Costa Rica 2017 | ECONOMY | REVIEW

Costa Rica's political stability and regional integration have led to a rise in FDI and tourism, but continued work is needed to ensure the gains from trade reach all sectors of the population.

The Costa Rican economy has been built upon a foundation of political stability, strong human development, and high levels of foreign investment and trade liberalization. An uninterrupted democracy since 1953, it is the oldest working democracy in Latin America. It is well ahead of the rest of Central America when it comes to health benchmarks like access to clean water, infant mortality, and life expectancy. Further contributing to human development, most Costa Ricans are covered under the state's social security programs.
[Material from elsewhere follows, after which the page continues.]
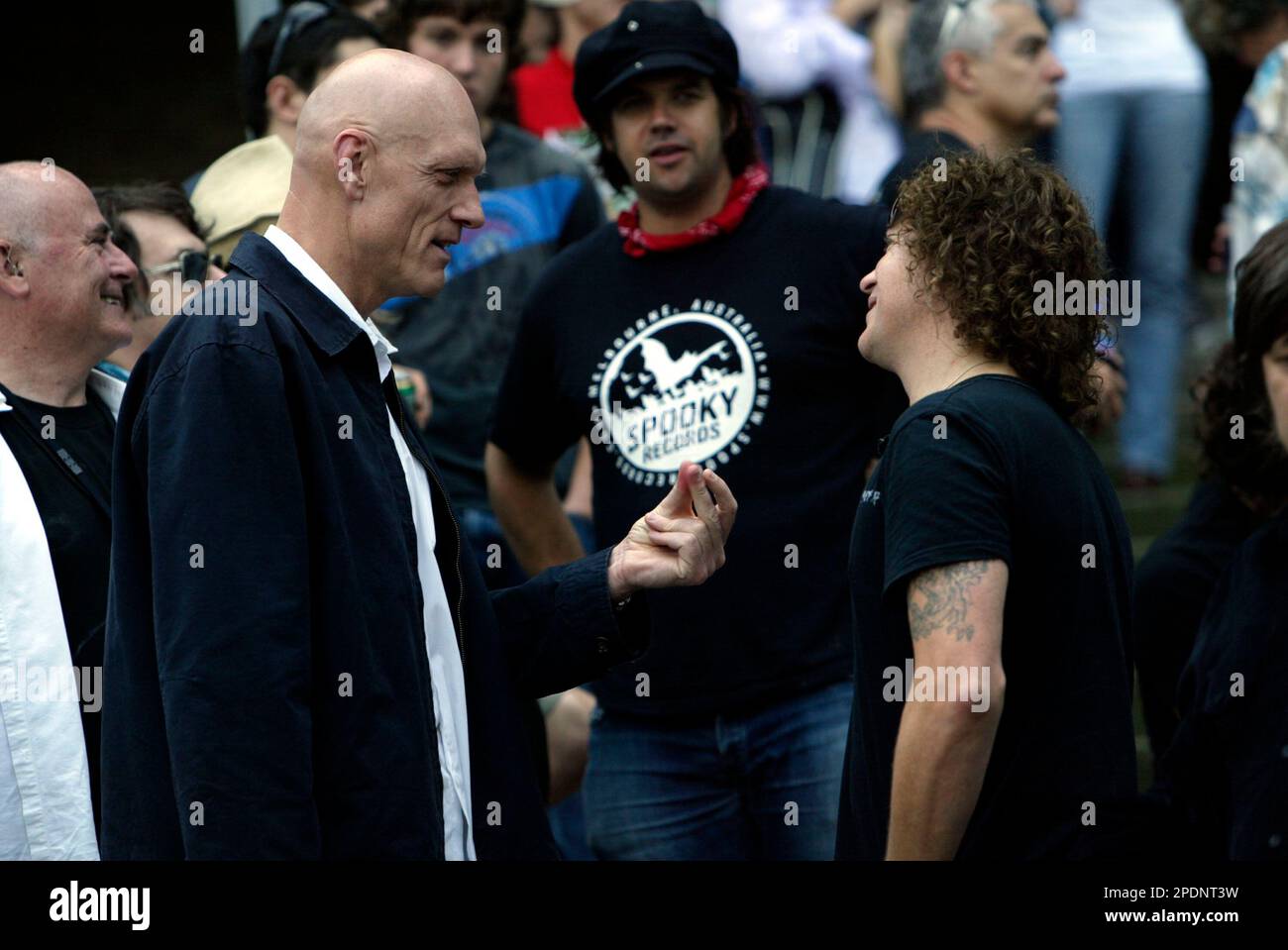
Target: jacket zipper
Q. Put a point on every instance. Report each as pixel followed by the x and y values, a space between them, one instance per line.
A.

The result has been the development of a population that has been able to shift and meet the growing demands placed upon workers in a global marketplace.

Costa Rica has taken advantage of its stable political situation and well-educated population to become one of Central America's most well-developed economies. After five years of average 6.65% GDP growth in the mid-2000s, the economy took a hit in the global financial crisis, contracting by 1.02% in 2009. It rebounded well in 2010 to post growth of 4.95% and has remained positive ever since, posting rates of 3.5% and 2.58% in 2014 and 2015, respectively. Costa Rica's GDP of USD51.107 billion equaled a per-capita GDP of USD10,629.8, above the Latin American average of USD 8,370.7 and well above every Central American country save Panama.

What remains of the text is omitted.